Is the code making sense? Any suggestions for improvement/correction?

import numpy as np
from sklearn import model_selection
from sklearn import datasets
from sklearn import svm
import pandas as pd
from sklearn.linear_model import LogisticRegression
from scipy.stats import sem, t
from scipy import mean

lista_matrizes = []


UNSW = pd.read_csv('/home/sec/Desktop/CEFET/UNSW_NB15_testing-set.csv')

previsores = UNSW.iloc[:,UNSW.columns.isin(('sload','dload',
                                                   'spkts','dpkts','swin','dwin','smean','dmean',
'sjit','djit','sinpkt','dinpkt','tcprtt','synack','ackdat','ct_srv_src','ct_srv_dst','ct_dst_ltm',
 'ct_src_ltm','ct_src_dport_ltm','ct_dst_sport_ltm','ct_dst_src_ltm')) ].values


classe= UNSW.iloc[:, -1].values

#iris = datasets.load_iris()
#print(iris.data.shape, iris.target.shape)

X_train, X_test, y_train, y_test = model_selection.train_test_split(
previsores, classe, test_size=0.4, random_state=0)

print(X_train.shape, y_train.shape)
#((90, 4), (90,))
print(X_test.shape, y_test.shape)
#((60, 4), (60,))

logmodel = LogisticRegression()
logmodel.fit(X_train,y_train)
print(previsores.shape)

#clf = svm.SVC(kernel='linear', C=1).fit(X_train, y_train)
print(logmodel.score(X_test, y_test) ) 


#Computing cross-validated metrics

logmodel = LogisticRegression()
scores = model_selection.cross_val_score(
    logmodel, previsores, classe, cv=30)

print(scores)                                             
#array([ 0.96...,  1.  ...,  0.96...,  0.96...,  1.        ])
#print("Accuracy: %0.2f (+/- %0.2f)" % (scores.mean(), scores.std() * 2))

########K FOLD
print('########K FOLD########K FOLD########K FOLD########K FOLD')
from sklearn.model_selection import KFold
from sklearn.metrics import confusion_matrix

kf = KFold(n_splits=3, random_state=None, shuffle=False)
kf.get_n_splits(previsores)
for train_index, test_index in kf.split(previsores):

    X_train, X_test = previsores[train_index], previsores[test_index]
    y_train, y_test = classe[train_index], classe[test_index]

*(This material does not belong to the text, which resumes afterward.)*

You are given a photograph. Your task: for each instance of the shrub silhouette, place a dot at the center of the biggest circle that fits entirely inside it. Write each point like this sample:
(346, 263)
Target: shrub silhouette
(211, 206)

    logmodel.fit(X_train, y_train)
    print (confusion_matrix(y_test, logmodel.predict(X_test)))

    lista_matrizes.append(confusion_matrix(y_test, logmodel.predict(X_test)))


#print(lista_matrizes)

final = np.mean(lista_matrizes, axis=0)
print(f" Mean confidence Matrix  \n{final}")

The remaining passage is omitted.